После каждой такой «оттяжки» Горчакова — невиданное дело! — колотила нервная дрожь.

Да и с женой последнее время он стал колюч, без особой на то причины взрывался, и всякий раз после ссоры оба чувствовали, что отдаляются друг от друга и прежней теплоты уже нет. Даже спать они стали врозь; поздно ночью, измотавшись в сражении с цифирью и до отупения накурившись, Горчаков раскладывал кресло, превращая его в диван, и тяжело, то и дело постанывая, засыпал у себя в малой комнате.

Так что желание трахнуть по башке хамку Дуню и это враждебное чувство к дочери были как завершение давно и исподволь копившейся усталости, как наступление неизбежного срыва.

«Псих! — морщась, точно от зубной боли, метался Горчаков по прокуренной комнате. — Ненормальный! К своему собственному ребенку, к родной дочурке, к самой дорогой, к своей кровиночке… такое…»

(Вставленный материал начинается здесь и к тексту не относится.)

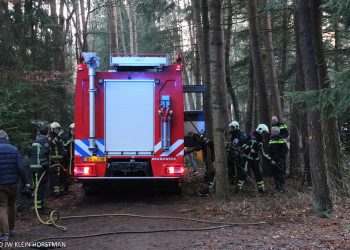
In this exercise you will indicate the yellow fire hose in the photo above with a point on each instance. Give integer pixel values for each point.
(54, 217)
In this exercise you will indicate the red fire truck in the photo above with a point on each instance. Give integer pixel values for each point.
(129, 120)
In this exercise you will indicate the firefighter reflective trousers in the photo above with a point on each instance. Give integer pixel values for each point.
(41, 197)
(56, 179)
(279, 170)
(8, 195)
(243, 171)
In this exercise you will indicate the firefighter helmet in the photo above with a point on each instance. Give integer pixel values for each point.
(54, 125)
(234, 124)
(262, 128)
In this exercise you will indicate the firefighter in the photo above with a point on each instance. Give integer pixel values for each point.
(39, 163)
(57, 159)
(283, 127)
(278, 150)
(233, 149)
(69, 148)
(253, 149)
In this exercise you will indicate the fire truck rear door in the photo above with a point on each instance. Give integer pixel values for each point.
(129, 116)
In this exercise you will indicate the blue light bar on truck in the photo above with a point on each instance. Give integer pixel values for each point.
(132, 60)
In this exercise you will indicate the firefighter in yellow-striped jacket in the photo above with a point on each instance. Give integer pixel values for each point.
(57, 174)
(253, 149)
(39, 162)
(278, 150)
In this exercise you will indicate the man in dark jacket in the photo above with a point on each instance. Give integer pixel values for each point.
(233, 149)
(39, 163)
(11, 168)
(57, 159)
(253, 150)
(278, 150)
(283, 127)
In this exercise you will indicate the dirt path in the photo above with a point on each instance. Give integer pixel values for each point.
(289, 222)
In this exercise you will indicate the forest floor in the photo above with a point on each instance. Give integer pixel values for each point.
(289, 221)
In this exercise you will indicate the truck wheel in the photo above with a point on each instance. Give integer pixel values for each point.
(89, 190)
(175, 188)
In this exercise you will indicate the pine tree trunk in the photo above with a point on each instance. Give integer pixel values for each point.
(204, 56)
(131, 25)
(216, 75)
(78, 33)
(330, 128)
(111, 26)
(296, 116)
(186, 82)
(135, 33)
(276, 107)
(284, 50)
(251, 99)
(323, 201)
(122, 31)
(259, 76)
(336, 47)
(227, 41)
(115, 13)
(85, 46)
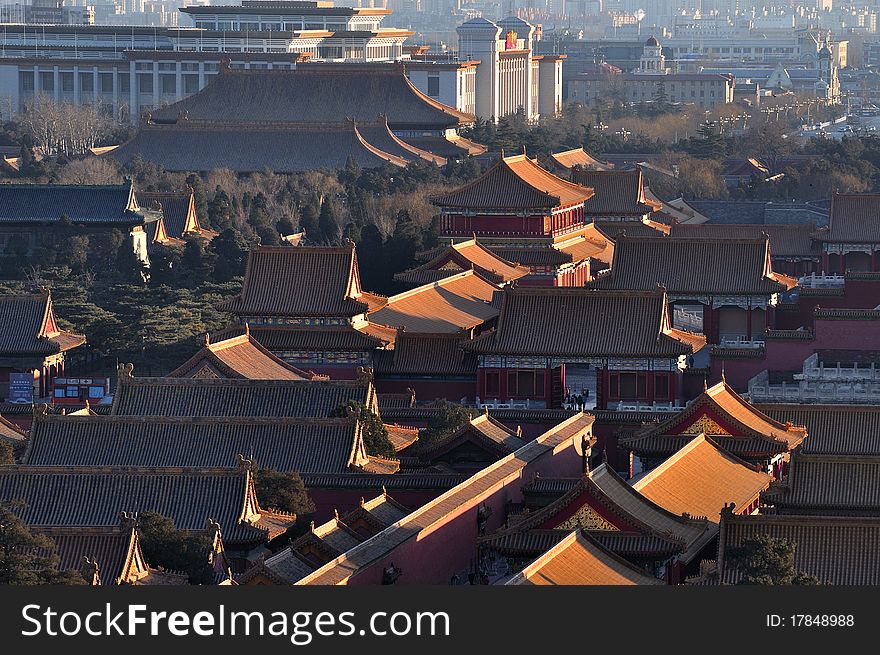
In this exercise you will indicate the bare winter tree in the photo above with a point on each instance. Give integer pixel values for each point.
(62, 128)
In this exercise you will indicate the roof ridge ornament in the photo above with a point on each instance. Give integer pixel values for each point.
(125, 371)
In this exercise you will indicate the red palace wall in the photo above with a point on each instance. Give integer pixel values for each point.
(858, 294)
(449, 546)
(789, 355)
(345, 500)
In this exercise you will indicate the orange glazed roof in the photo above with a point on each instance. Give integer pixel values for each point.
(238, 357)
(753, 432)
(302, 281)
(456, 303)
(578, 322)
(854, 218)
(460, 257)
(700, 479)
(29, 327)
(581, 560)
(515, 183)
(579, 157)
(694, 266)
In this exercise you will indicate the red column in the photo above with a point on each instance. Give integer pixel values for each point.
(548, 386)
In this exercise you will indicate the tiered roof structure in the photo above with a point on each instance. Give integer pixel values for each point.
(833, 429)
(460, 257)
(701, 478)
(612, 512)
(644, 227)
(312, 117)
(515, 183)
(102, 555)
(459, 302)
(526, 214)
(178, 216)
(103, 205)
(786, 241)
(299, 301)
(854, 218)
(618, 195)
(59, 496)
(829, 485)
(728, 420)
(303, 445)
(11, 433)
(30, 328)
(570, 322)
(287, 281)
(480, 441)
(426, 354)
(327, 541)
(837, 550)
(579, 559)
(235, 397)
(564, 162)
(241, 357)
(687, 267)
(415, 529)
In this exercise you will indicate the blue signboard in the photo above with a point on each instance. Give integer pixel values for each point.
(21, 387)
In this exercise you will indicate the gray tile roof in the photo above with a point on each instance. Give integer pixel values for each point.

«Дальше так нельзя! — думал он. — Надо сделать какую–то передышку. К чертовой матери дела! Их никогда не переделаешь. Нужна передышка, отключение, иначе можно свихнуться. Очень даже просто свихнуться. Я уже близок к тому, чтобы свихнуться…»

И в горячей сутолоке мыслей, желаний, сомнений он натолкнулся на главное свое желание — свежего воздуха! Хотя бы день, хотя бы несколько часов подышать свежим воздухом — вот спасение!.. И вспомнил недавнюю встречу с Лаптевым, с бывшим товарищем по заводской туристической секции, по турпоходам. Лаптев сказал ему, что обзавелся дачей, и новость эту Горчаков воспринял с иронической усмешкой: когда–то они, туристы, презирали дачевладельцев. Ныне отношение к дачам, конечно, изменилось, однако в нем–то, в Горчакове, живо еще то, давнее, отношение к ним.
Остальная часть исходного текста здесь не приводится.